Кто бы мог подумать, что Павлик, первый в школе лентяй, завсегдатай «Камчатки», веселый бездельник, очаровательный шалопай, в любую минуту готовый к авантюре — сорваться ли с уроков, выпить ли пива на черном ходу, подраться ли с кем в переулке, просто так, ради спортивного интереса, — именно Павлик окажется таким вдохновенным и рачительным отцом. О, неисповедимые капризы педагогической музы! Угадав мои мысли, Павлик усмехнулся:

— Ты чего смотришь так, тоже мне наблюдатель жизни. С ними же нельзя иначе. Упусти момент, они тебе по такой линии пойдут… Ты вон на Настьку взгляни, три года всего, а уже готовый женский характер. И ложь, и лесть, и притворство. А то еще моду взяли — стучать друг на дружку, друг друга подзакладывать. С ангельским видом, из лучших побуждений. Представляешь, как это мне приятно. Мне, который фискалов всю жизнь давил, как класс… Так что разговор у меня с этими барышнями армейский. Школа выживания.

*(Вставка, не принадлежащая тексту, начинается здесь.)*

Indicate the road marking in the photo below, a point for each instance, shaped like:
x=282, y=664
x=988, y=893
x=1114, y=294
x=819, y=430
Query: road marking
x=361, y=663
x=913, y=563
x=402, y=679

Девчонки, уловив в отцовском тоне отступление от непреклонной суровости, стали ластиться к Павлику, хныкать, кокетничать, и впрямь действуя по всем законам извечной женской логики. И столько прелести было в этих капризах, столько простодушного коварства, что я неожиданно вновь, как будто бы со стороны, подумал о своей судьбе — зачем я живу, кому от этого легче и теплее.

— Ну а как молодая-то, что ж не рассказываешь? — дав волю любопытству, поинтересовалась Татьяна. — Красивая хоть?

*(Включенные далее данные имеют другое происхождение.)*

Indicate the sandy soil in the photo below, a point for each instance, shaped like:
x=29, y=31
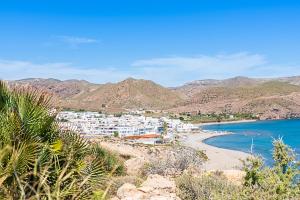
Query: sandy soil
x=229, y=122
x=219, y=159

— Красивая, — ответил я не сразу. — Ты знаешь, я, кажется, только теперь это окончательно понял.

Татьяна захохотала.

— Я ж тебе говорила… ой не могу… сколько раз говорила. Будь проще и внимательнее гляди по сторонам.


В конце того дня в наш отдел заглянула Алена Навроцкая, как всегда безупречно элегантная, словно парижанка.

— Сергей Александрович, можно вас на минутку? — сугубо деловым тоном спросила она, не переступая порога.

Все наши девицы и дамы за своими кульманами и столами понимающе переглянулись. Я помедлил немного, делая вид, что мне чрезвычайно трудно оторваться от сметы проекта, потом отложил карандаш и не спеша вышел в коридор. От Алены по обыкновению чуть-чуть, как будто бы издали, веяло горьковатыми духами, она немного волновалась, но, впрочем, вполне владела собой.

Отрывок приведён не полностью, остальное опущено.